I don't use Photoshop often so I'm stabbing in the dark here, but there's a tickbox in the brush settings window for smoothing, does that help?

In a slightly unrelated note, Paint Shop Pro 7 does exactly what you want through the freehand line drawing tool. Photoshop must have an equivalent... somewhere.


----------



## Kyoji (Mar 1, 2008)

I don't believe there is a tool like that in Photoshop, this is mainly because when you draw a line in PS, its just some pixels being laid down. Photoshop is not aware this is indeed a line. Vector programs like Illustrator and Flash are set to automatically do this with the brush or pencil tool, I cant quite remember. When you draw in these programs you are laying down mathematical coordinates that the program then applies an algorithm to in order to "smooth out" some of the harsher curves. This is of course assuming you didn't mean anti-aliasing on brush strokes. In which case, put down the dang pencil tool and use the brush tool.


----------



## Destructobot (Mar 1, 2008)

Maybe the brush tool is what you want? It's like the pencil tool, but with blurry (i.e. smooth) edges.
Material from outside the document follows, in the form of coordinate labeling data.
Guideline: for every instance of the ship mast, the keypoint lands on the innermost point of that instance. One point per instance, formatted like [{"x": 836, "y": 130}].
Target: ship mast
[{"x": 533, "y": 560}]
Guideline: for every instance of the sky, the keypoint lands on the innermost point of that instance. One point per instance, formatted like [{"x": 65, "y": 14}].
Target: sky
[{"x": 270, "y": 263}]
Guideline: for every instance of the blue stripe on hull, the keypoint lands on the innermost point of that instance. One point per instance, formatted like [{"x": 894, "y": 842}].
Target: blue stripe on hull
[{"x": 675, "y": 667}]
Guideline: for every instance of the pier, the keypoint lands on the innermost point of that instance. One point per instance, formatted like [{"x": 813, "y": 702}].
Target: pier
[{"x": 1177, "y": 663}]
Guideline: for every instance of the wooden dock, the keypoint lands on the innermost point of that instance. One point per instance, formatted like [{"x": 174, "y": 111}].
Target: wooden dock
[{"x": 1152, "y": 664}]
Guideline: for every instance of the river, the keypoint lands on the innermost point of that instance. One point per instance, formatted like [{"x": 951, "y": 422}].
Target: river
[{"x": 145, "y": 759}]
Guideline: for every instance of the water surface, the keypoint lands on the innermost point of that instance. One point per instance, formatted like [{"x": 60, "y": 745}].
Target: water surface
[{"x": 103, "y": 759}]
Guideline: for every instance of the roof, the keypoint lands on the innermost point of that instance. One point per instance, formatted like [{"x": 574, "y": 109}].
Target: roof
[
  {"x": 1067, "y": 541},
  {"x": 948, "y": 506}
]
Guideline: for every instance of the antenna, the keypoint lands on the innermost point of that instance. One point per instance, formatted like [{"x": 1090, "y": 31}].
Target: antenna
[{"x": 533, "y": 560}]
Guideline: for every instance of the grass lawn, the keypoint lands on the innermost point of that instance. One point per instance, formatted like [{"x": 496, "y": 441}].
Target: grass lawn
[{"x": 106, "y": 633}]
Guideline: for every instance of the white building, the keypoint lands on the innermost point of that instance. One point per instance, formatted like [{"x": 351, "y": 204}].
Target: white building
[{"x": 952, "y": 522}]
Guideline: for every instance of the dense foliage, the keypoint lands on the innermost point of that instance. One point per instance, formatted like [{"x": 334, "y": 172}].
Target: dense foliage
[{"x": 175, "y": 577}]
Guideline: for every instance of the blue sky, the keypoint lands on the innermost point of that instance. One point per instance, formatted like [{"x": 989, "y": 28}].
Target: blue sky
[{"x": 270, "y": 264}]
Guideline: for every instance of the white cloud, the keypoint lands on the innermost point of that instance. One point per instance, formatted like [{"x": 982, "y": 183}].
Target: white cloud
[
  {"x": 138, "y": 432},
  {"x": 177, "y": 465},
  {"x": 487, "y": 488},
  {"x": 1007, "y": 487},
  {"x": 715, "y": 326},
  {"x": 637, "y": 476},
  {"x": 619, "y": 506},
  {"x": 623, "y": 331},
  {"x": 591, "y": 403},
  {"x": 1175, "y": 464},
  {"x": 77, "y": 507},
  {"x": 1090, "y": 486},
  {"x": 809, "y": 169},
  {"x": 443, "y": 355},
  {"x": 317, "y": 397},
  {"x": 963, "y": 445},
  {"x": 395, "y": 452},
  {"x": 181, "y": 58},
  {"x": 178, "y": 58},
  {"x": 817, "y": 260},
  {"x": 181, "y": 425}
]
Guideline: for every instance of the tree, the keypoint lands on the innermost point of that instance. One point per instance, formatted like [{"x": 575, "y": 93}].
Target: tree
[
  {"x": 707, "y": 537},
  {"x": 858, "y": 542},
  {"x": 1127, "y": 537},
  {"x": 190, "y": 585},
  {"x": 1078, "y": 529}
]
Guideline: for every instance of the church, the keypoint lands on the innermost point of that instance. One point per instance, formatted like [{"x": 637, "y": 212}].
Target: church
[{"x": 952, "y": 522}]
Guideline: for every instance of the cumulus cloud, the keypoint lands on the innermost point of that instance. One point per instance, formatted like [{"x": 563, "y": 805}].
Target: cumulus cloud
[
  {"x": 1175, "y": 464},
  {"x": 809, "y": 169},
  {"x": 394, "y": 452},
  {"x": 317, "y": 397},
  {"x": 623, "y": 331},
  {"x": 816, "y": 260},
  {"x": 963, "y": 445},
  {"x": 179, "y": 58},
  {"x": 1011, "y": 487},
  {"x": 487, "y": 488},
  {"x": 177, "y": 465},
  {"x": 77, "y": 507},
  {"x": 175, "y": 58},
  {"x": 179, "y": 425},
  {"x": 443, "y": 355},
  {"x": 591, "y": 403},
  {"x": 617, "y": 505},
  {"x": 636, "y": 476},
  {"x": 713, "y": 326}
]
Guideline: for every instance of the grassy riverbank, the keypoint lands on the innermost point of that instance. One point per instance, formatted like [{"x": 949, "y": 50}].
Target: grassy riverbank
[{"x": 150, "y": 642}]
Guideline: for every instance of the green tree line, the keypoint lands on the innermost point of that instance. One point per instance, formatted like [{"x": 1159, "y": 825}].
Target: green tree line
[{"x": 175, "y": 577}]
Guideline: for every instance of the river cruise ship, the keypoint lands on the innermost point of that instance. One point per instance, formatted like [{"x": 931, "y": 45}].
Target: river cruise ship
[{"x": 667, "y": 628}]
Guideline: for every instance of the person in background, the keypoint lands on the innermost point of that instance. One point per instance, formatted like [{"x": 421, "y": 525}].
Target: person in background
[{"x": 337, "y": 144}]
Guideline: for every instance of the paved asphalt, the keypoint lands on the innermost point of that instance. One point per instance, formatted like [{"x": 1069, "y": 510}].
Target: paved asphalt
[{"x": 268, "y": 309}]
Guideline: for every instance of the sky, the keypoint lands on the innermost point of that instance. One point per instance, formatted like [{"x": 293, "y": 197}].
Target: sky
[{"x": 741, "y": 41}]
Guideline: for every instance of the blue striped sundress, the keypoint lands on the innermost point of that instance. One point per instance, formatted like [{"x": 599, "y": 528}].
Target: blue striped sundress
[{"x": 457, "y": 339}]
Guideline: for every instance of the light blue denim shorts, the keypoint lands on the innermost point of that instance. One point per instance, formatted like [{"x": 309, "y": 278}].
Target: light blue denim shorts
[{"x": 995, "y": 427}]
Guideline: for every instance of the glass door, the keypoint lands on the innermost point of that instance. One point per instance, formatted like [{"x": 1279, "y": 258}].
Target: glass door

Right click on the pencil too button to select the brush tool.


Edit: Maybe I misunderstood what you're talking about. Are you referring to the smoothness of the edges of the line, or the path that the line takes?


----------



## Harsky (Mar 2, 2008)

Destructobot said:
			
		

> Maybe the brush tool is what you want? It's like the pencil tool, but with blurry (i.e. smooth) edges.
> 
> Right click on the pencil too button to select the brush tool.
> 
> ...


I suppose it's the path the line takes. I draw things with my mous sometimes and it's very frustrating to try and draw something decent but when you try to draw a smooth curve freehand, it ends up really jaggy.


----------